1 À quoi sert un régime d’éviction ?
Le régime d’éviction est avant tout un test diagnostique, et pas seulement un traitement. Comme aucun test sanguin n’identifie de façon fiable une allergie alimentaire, il constitue l’examen de référence. Il s’inscrit dans la démarche globale du prurit allergique, que nous décrivons dans un article dédié. Son objectif est d’observer si les démangeaisons régressent lorsque l’on retire les aliments habituels.
Une exigence mérite d’être posée d’emblée : un régime d’éviction mal suivi ne donne aucune information exploitable. Mieux vaut le préparer sérieusement et le mener jusqu’au bout que de le commencer à moitié, au risque de devoir tout recommencer.
2 Quand penser à une allergie alimentaire ?
Certains éléments orientent vers l’alimentation : des démangeaisons présentes toute l’année plutôt que par saison, parfois accompagnées de troubles digestifs, et un prurit qui ne s’explique ni par les puces ni par une simple surinfection. L’allergie alimentaire peut débuter à tout âge et coexister avec d’autres allergies.
Aucun de ces signes n’est à lui seul une preuve, et c’est précisément pourquoi le régime d’éviction existe : il met l’alimentation à l’épreuve de façon concrète, là où l’examen et les analyses de sang ne suffisent pas. Il s’intègre dans la recherche plus large des causes du prurit allergique.
On parle d’allergie alimentaire lorsqu’un mécanisme immunitaire est en jeu, et d’intolérance lorsque la réaction n’implique pas le système immunitaire. La distinction a son intérêt scientifique, mais en pratique la démarche est la même : dans les deux cas, les signes régressent à l’éviction de l’aliment en cause, et c’est le régime qui permet de le repérer.

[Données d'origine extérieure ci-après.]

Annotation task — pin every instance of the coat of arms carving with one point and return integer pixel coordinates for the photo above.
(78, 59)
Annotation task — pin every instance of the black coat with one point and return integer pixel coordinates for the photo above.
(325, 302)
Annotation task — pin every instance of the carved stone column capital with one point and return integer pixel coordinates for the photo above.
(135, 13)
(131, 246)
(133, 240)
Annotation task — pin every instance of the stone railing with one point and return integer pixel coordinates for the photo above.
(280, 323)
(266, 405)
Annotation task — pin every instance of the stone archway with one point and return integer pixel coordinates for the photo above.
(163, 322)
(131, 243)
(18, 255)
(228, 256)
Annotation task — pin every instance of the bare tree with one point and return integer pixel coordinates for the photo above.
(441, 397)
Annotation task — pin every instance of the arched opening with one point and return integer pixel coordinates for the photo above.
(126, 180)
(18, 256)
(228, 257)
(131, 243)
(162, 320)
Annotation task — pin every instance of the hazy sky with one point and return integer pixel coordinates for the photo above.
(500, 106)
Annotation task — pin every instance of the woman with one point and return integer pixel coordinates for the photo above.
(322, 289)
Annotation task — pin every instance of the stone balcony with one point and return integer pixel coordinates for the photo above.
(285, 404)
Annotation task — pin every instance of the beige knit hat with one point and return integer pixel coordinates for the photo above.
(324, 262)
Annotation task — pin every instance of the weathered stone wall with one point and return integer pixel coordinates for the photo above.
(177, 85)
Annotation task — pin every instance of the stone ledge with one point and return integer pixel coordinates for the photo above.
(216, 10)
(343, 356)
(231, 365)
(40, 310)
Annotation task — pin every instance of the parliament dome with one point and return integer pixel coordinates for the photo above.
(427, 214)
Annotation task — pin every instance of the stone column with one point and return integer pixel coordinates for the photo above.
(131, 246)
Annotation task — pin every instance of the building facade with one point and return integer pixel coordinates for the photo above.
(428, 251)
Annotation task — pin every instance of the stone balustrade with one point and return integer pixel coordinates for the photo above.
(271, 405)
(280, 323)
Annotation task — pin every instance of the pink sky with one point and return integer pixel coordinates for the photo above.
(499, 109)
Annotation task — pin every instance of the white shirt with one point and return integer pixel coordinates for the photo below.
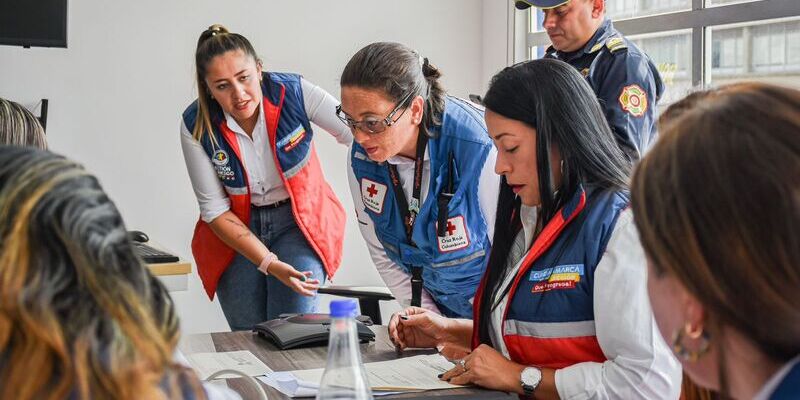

3 Le principe : une alimentation que le système immunitaire ne reconnaît pas
L’allergie alimentaire vise généralement une protéine déjà consommée par le chien. Le régime repose donc sur le fait de lui présenter une protéine que son système immunitaire ne reconnaîtra pas. Deux stratégies existent. La première fait appel à une protéine « nouvelle », que le chien n’a jamais mangée. La seconde utilise une alimentation à protéines hydrolysées, c’est-à-dire fractionnées en fragments trop petits pour être reconnus par le système immunitaire. Le choix de l’aliment se fait avec votre vétérinaire, en tenant compte de tout l’historique alimentaire du chien.
Ce point explique pourquoi le régime ne s’improvise pas. Une protéine « nouvelle » ne l’est que si le chien ne l’a vraiment jamais reçue, friandises et anciens aliments compris, ce qui est parfois difficile à garantir. Les protéines hydrolysées contournent cette difficulté en rendant les fragments trop petits pour déclencher la réaction. Dans les deux cas, la rigueur du choix conditionne la fiabilité du test.
4 Quels aliments sont le plus souvent en cause ?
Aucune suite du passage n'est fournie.